走至三里橋時,顧正臣止住了腳步,緩緩轉身看向來人,開口問:“你是尾行癡漢嗎?”
尾行癡漢?
李義不明白這個詞的高深內涵,但也清楚,自己跟了一路,人家早就發現了。
“顧舉人是吧,看樣子,沒借到錢。”
李義走上前,一臉威嚴。
顧正臣將包裹放到身后,目光中充滿警惕與戒備,還有一絲熟悉帶來的疑惑:“這位兄臺,在談話之前,先介紹自己更符合禮儀吧?”
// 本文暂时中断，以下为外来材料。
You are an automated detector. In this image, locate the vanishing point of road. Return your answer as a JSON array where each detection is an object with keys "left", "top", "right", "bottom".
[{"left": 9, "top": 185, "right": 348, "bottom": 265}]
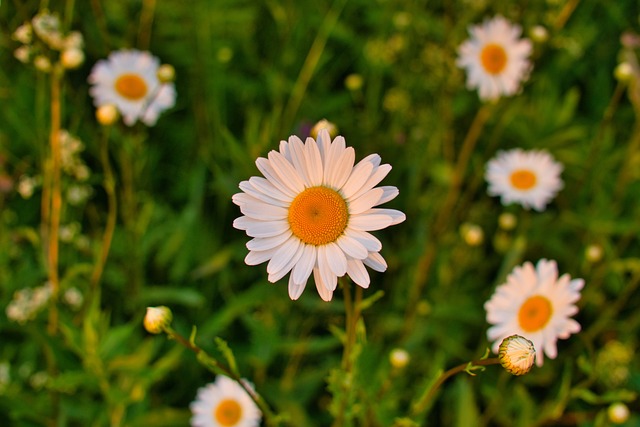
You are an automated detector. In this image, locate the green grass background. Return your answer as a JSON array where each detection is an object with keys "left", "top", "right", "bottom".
[{"left": 0, "top": 0, "right": 640, "bottom": 426}]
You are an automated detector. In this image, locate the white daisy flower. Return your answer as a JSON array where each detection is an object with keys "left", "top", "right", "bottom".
[
  {"left": 189, "top": 375, "right": 262, "bottom": 427},
  {"left": 233, "top": 129, "right": 405, "bottom": 301},
  {"left": 456, "top": 16, "right": 533, "bottom": 100},
  {"left": 484, "top": 259, "right": 584, "bottom": 366},
  {"left": 485, "top": 148, "right": 563, "bottom": 211},
  {"left": 89, "top": 50, "right": 176, "bottom": 126}
]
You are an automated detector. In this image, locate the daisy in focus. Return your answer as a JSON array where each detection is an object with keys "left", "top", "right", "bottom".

李義微微一愣,連連點頭稱是,拱手道:“在下李善美。”
顧正臣皺眉,看向河水。
眼前人似是哪里見過,可并不記得有一個叫李善美的人物。
李義見顧正臣出神,出聲打斷:“在想何事?”
顧正臣指了指河流遠處的石碑:“那碑像是峴首碑。”
李義看著顧正臣深邃的目光,旋即大笑起來,拍掌道:“好一個顧舉人,怎么,你想看我流淚?”
顧正臣淡淡一笑,過了橋,走向亭子。
兩人對話顯得莫名,令人費解。要理解兩人對話,需要明白這背后的典故。
峴首碑,位于湖廣襄陽。
晉時,羊祜任襄陽太守,有政績。后人以其常游峴山,故于峴山立碑紀念,稱峴首碑,又名羊公碑。
孟浩然去了一趟,哭了一場,所謂“羊公碑尚在,讀罷淚沾襟。”
李商隱去了一趟,哭了好幾場,所謂“湘江竹上痕無限,峴首碑前灑幾多。”
范仲淹去了也哭……
最讓李義郁悶的是,宋時有一詞人名為李善美,留下殘詩“峴首何人碑,行客獨垂淚”,此時顧正臣指著遠處的石碑說像峴首碑,不是擺明了說:
你是不是應該哭兩嗓子,流幾滴淚?
短亭,微風。
李義坐在石凳上,感嘆道:“朝廷突然取消科舉,確實讓無數讀書人措手不及,像你這般因進京趕考落得家境困頓的想來也不是獨一個。就事論事,朝廷在這件事上,確實缺乏沒考慮周全。”
顧正臣凝眸看著李善美,你小子膽子夠大。
取消科舉的是老朱,你說老朱沒考慮周全,就不怕這話順著風吹到金陵,老朱把你全家都考慮周全了?
李義指了指南面的滕縣城,詢問:“坊間說,顧舉人受趙家煎迫,不得不主動悔婚趙家,是否為真?”
顧正臣信步走出亭子,陽光照在身上:“是我主動悔婚。”
李義看著顧正臣,凝重地點了點頭:“也是,趙家強勢,定是逼迫你,讓你一口咬定主動悔婚。”